The id — your primary key for the table — you want to keep that hidden from users: that’s an internal value and not for public display. Internally you can safely use that to query the file’s record from the database.

import { writeFile } from "fs/promises";
import { existsSync, mkdirSync } from "fs";

export const getFileInFileSystem = async (id: bigint) => {
  const file = await prisma.files.findUnique({
    where: {
      id,
    },
    select: {
      uuid: true,
      mimetype: true,
    }
  });

  if (!file) {
    return;
  }
};

So now you know if the file exists, but if some reason it doesn’t then you have an escape hatch with the early return.

This query requests the absolute minimum: the uuid and the mimetype of the file. Even if you stored the files on the server’s filesystem you’d still need to make a query to find the path, so right now there’s no additional work that the database needs to do.

Keep in mind that this approach means you’ll have two copies of the file, one of the database and another on the filesystem. But the filesystem version is expendable. If we don’t need it anymore then it’s safe to delete, and what better way for that to be maintained that to have a directory with a date on it.

export const getFileInFileSystem = async (id: bigint) => {
  // ...

  // Get today's date as a string to use in the file path
  const date = new Date().toISOString().split("T")[0];

  // Define the directory where it *could* be stored
  const directory = `./public/assets/${date}`;

Now you have a directory that can be removed once it’s more than 24 hours old.
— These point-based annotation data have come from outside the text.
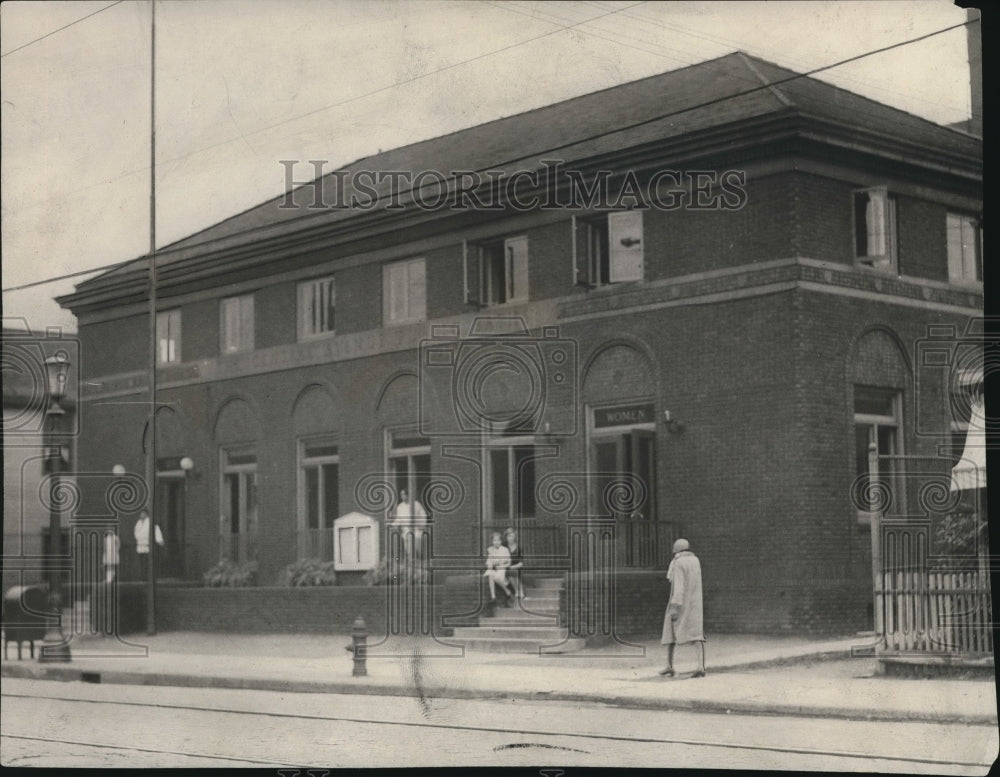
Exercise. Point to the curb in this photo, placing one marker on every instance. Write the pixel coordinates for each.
(68, 674)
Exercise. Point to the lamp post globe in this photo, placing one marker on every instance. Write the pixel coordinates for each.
(55, 647)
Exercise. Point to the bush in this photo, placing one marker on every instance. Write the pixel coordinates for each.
(309, 572)
(229, 574)
(405, 573)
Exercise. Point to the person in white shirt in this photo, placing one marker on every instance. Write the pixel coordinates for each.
(141, 533)
(410, 518)
(112, 546)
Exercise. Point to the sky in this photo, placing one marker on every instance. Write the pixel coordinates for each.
(242, 84)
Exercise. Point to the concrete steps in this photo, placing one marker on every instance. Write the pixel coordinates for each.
(529, 626)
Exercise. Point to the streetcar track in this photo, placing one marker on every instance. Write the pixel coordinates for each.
(535, 732)
(143, 749)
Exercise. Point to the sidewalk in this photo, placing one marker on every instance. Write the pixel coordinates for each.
(746, 674)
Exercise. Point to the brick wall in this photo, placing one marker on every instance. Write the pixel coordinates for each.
(274, 314)
(921, 228)
(110, 347)
(323, 610)
(200, 325)
(686, 241)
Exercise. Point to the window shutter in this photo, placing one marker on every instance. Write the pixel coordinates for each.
(473, 274)
(174, 336)
(246, 323)
(230, 321)
(955, 248)
(625, 245)
(417, 307)
(516, 249)
(395, 289)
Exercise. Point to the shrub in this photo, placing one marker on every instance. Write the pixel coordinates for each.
(309, 572)
(229, 574)
(404, 572)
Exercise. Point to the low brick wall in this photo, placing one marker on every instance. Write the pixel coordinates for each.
(281, 610)
(641, 597)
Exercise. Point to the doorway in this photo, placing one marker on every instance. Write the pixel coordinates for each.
(170, 519)
(629, 455)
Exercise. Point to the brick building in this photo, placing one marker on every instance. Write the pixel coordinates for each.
(727, 353)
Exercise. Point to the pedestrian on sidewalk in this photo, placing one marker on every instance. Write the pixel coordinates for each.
(682, 623)
(141, 533)
(516, 563)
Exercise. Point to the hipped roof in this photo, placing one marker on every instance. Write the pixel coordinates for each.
(683, 104)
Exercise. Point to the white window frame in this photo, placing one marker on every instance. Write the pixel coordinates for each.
(315, 323)
(965, 248)
(875, 422)
(247, 474)
(350, 532)
(306, 461)
(168, 336)
(879, 220)
(408, 454)
(408, 295)
(236, 324)
(613, 248)
(515, 265)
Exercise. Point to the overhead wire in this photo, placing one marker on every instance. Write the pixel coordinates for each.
(64, 27)
(538, 154)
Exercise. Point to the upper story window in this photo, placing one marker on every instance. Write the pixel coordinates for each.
(501, 269)
(236, 330)
(404, 292)
(319, 497)
(168, 337)
(316, 307)
(610, 249)
(965, 248)
(875, 228)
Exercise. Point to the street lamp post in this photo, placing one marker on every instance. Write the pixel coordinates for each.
(55, 647)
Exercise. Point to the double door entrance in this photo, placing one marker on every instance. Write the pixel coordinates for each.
(170, 519)
(623, 461)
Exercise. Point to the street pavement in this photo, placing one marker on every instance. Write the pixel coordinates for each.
(746, 674)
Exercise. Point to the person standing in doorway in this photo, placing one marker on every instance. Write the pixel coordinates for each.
(410, 519)
(112, 546)
(141, 533)
(682, 623)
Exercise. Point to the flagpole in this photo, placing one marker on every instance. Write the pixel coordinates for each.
(151, 423)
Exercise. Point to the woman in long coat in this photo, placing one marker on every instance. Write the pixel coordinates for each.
(682, 622)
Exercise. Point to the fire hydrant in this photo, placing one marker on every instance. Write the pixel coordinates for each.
(359, 646)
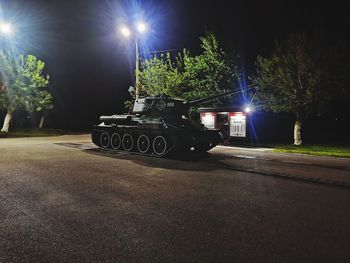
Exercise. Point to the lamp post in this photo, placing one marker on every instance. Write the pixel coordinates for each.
(139, 30)
(6, 30)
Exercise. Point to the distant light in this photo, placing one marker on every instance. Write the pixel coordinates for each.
(6, 28)
(141, 27)
(125, 31)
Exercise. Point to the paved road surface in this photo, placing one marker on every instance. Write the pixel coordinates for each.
(63, 201)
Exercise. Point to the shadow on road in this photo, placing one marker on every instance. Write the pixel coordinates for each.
(186, 161)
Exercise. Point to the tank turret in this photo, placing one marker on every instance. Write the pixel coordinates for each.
(157, 126)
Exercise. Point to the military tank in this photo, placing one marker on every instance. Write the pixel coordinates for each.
(157, 126)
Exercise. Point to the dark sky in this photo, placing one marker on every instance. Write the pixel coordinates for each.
(91, 66)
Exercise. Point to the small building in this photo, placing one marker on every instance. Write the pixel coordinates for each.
(231, 120)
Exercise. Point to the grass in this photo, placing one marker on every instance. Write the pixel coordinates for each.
(32, 133)
(322, 150)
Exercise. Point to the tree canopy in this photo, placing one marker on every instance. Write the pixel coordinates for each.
(299, 78)
(189, 76)
(23, 84)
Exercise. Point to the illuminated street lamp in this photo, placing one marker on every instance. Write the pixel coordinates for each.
(6, 28)
(140, 29)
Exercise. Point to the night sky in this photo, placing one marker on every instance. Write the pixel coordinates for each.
(91, 66)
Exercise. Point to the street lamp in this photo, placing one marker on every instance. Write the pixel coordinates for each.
(139, 29)
(6, 28)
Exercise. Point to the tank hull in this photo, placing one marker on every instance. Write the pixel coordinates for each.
(159, 140)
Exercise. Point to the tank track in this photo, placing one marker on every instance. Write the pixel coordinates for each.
(130, 139)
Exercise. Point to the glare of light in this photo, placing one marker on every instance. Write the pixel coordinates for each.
(141, 27)
(125, 31)
(6, 28)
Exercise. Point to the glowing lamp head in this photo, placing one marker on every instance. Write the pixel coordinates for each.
(125, 31)
(141, 27)
(6, 28)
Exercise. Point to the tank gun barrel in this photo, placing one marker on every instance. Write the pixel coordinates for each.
(202, 100)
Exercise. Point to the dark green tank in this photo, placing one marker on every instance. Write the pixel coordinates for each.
(158, 127)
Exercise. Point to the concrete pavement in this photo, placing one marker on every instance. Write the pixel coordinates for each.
(63, 201)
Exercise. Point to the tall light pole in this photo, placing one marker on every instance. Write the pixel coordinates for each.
(6, 29)
(139, 30)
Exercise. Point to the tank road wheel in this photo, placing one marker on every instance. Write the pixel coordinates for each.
(116, 141)
(127, 142)
(143, 143)
(105, 140)
(160, 145)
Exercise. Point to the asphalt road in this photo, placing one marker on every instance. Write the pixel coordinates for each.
(61, 200)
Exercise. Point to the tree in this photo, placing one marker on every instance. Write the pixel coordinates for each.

In the DB request there was the mimetype. That will be needed too:

export const getFileInFileSystem = async (id: bigint) => {
  // ...

  // Write the file to the file system using the correct path and mime type
  const extension = file.mimetype.split("/")[1];

If the id is private then the uuid is fair game. That can be public as there’s little chance of people guessing it. You don’t want to use the name because it’s possible for multiple people to upload duplicate files with the same name. The uuid is unique:

export const getFileInFileSystem = async (id: bigint) => {
  // ...

  const path = `${directory}/${file.uuid}.${extension}`;

If the path exists then all you need to do it return it: the file is ready to be served. But if it doesn’t exist in the temporary folder then it’s time to make it:

export const getFileInFileSystem = async (id: bigint) => {
  // ...
  
  const path = `${directory}/${file.uuid}.${extension}`;

  // Check if the file exists
  if (!existsSync(path)) {
    // Create the directory if it doesn't exist
    if (!existsSync(directory)) {
      mkdirSync(directory, { recursive: true });
    }

    // Get the file content
    const fullFile = await prisma.files.findUnique({
      where: {
        id,
      },
      select: {
        id: true,
        content: true,
      },
    });
    
    await writeFile(path, fullFile.content, {
      encoding: "binary",
    });
  }

  // Return the path
  return path;
};

Using a second DB request might be a little controversial, but this one is needed to get the file’s content. You could have done that in the first request, but it would have been a waste if the file already existed. Getting the content in the second request, combined with the 24 hour folder, means that the file’s content will only be requested once every 24 hours.

Think of the number of times an avatar image might be shown in a list of comments, or photos in a gallery: it doesn’t matter how many times they’re requested, the biggest DB request only happens once a day.

If you need to replace or delete the file then you have to do a little extra work to clear it from the filesystem once it’s gone from the database. Or you could just be lazy and wait for a Cron job to delete the directory.

Now you have a way to leverage both the database and the filesystem that does the best of both: maintain data integrity in the database and quickly serve files from the filesystem.

You could take this further (like I probably will) and allow for different versions of the file to exist rather than just replace them in the database. But that’s a problem for another day.